/
blog

Redis Client, Part 1: Parsing RESP

The Redis Serialization Protocol is designed to be an incredibly simple binary networking protocol. Incidentally, it is also used to communicate with Redis servers over TCP.

While RESP itself is incredibly simple, the rest of the Redis connection lifecycle is surprisingly complex and an ergonomic API is deceptively challenging to make.

  1. Establishing a TCP connection with Redis
  2. Sending and receiving bytes from the TCP connection
  3. Packaging well-known commands into byte payloads
  4. Deserializing RESP responses we receive from Redis
  5. Handling protocol changes (Redis supports RESP3, a superset of the original RESP protocol we’re implementing here)
  6. Pipelining commands
  7. Connection pooling (handling disconnects, etc.)

In order to consume RESP in a client (phase 4 of the overall Redis connection lifecycle), there’s actually a lot going on behind the scenes:

  1. Parsing the RESP bytes into the underlying data format
  2. Gracefully handle incomplete byte chunks
  3. Deserializing RESP bytes into structs
  4. Serializing structs into RESP bytes

This article will focus on phase 1 of consuming RESP.

Trivial Bulk String Parser

Due to its simplicity, parsing RESP is actually pretty trivial. The Redis website has a roughly dozen-line example in C that parses a RESP bulk string length.

The RESP bulk string format is roughly $[length]\r\n[bytes]\r\n.

#include <stdio.h>

int main(void) {
    unsigned char *p = "$123\r\n";
    int len = 0;

    p++;
    while(*p != '\r') {
        len = (len*10)+(*p - '0');
        p++;
    }

    /* Now p points at '\r', and the len is in bulk_len. */
    printf("%d\n", len);
    return 0;
}

However, let’s use this opportunity to 1) avoid scary char math, and 2) RIIR.

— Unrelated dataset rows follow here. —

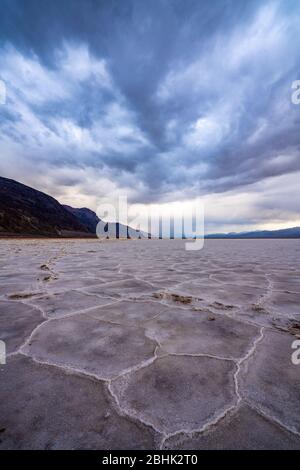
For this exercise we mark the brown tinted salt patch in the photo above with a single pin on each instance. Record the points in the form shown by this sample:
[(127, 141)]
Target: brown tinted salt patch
[(188, 331), (177, 393), (128, 288), (52, 409), (87, 344), (129, 312), (61, 304), (284, 303), (270, 381)]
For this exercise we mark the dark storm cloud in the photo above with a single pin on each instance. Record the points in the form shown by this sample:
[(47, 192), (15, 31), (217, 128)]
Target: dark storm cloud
[(163, 96)]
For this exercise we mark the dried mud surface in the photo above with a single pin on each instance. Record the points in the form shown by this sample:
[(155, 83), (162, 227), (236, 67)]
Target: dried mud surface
[(141, 344)]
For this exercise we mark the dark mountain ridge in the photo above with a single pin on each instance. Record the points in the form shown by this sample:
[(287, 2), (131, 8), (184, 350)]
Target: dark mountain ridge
[(26, 211)]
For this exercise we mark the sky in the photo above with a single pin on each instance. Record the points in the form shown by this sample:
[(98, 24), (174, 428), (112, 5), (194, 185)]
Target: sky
[(165, 101)]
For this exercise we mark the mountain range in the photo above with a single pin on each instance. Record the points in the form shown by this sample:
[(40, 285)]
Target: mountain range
[(24, 211)]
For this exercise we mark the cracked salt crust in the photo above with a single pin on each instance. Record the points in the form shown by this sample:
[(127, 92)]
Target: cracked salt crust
[(168, 375)]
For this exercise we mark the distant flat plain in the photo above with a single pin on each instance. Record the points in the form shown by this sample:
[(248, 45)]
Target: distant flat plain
[(140, 344)]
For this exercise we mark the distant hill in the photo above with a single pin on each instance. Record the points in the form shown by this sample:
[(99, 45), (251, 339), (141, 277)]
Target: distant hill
[(85, 216), (293, 232), (26, 211)]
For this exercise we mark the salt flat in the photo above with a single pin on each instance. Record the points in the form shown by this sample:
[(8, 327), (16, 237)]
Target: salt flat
[(141, 344)]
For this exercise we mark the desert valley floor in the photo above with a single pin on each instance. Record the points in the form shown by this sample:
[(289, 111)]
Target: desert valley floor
[(141, 344)]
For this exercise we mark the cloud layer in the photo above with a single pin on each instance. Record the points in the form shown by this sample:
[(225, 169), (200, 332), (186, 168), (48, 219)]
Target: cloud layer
[(161, 100)]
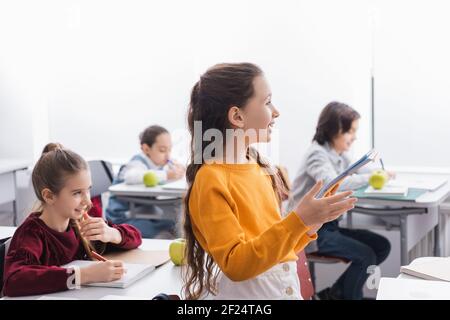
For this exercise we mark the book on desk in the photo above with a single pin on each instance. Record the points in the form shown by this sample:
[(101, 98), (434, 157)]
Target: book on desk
[(137, 262)]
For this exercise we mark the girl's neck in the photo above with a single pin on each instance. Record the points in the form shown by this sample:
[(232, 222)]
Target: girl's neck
[(53, 220), (236, 155), (339, 152)]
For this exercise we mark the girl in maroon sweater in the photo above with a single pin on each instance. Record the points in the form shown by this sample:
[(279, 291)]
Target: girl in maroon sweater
[(61, 231)]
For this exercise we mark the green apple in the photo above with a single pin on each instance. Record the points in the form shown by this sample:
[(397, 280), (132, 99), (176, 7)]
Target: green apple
[(176, 251), (150, 179), (378, 179)]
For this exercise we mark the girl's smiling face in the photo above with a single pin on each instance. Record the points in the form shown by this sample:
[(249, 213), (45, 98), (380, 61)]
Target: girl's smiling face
[(258, 114), (74, 198), (343, 141)]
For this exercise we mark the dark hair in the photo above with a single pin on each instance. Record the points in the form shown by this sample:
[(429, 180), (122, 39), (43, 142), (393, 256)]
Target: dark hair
[(51, 172), (149, 135), (335, 118), (219, 88)]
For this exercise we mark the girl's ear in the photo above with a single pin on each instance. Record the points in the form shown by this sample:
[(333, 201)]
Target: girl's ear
[(48, 196), (145, 148), (235, 117)]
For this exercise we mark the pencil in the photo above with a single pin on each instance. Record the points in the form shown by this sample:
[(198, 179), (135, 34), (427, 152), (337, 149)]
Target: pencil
[(97, 256)]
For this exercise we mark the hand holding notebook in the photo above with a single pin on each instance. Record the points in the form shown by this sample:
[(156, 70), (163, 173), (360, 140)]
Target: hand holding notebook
[(331, 187)]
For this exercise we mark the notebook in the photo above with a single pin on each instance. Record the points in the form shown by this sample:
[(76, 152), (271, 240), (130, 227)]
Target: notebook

nom is a popular parser combinator library for Rust that makes parsing declarative and approachable. We can achieve something similar with a lot less magic.

use nom::{
    character::complete::{char, crlf, i64},
    sequence::delimited,
};

fn main() {
    let data = b"$123\r\n";
    let (_, len) = delimited(char('$'), i64, crlf)(data).unwrap();
    println!("{}", len); // prints 123
}

Here we can clearly see that our parser (delimited(char('$'), i64, crlf)) expects data formatted as an i64 preceded by a ”$” literal and terminated by a CRLF literal.

You’ll notice that we only care about the second item in the returned tuple from our parser. This is because the first item returns the slice of data that wasn’t consumed by the parser; this will be critically important for phase 2, but isn’t something we need to worry about for now.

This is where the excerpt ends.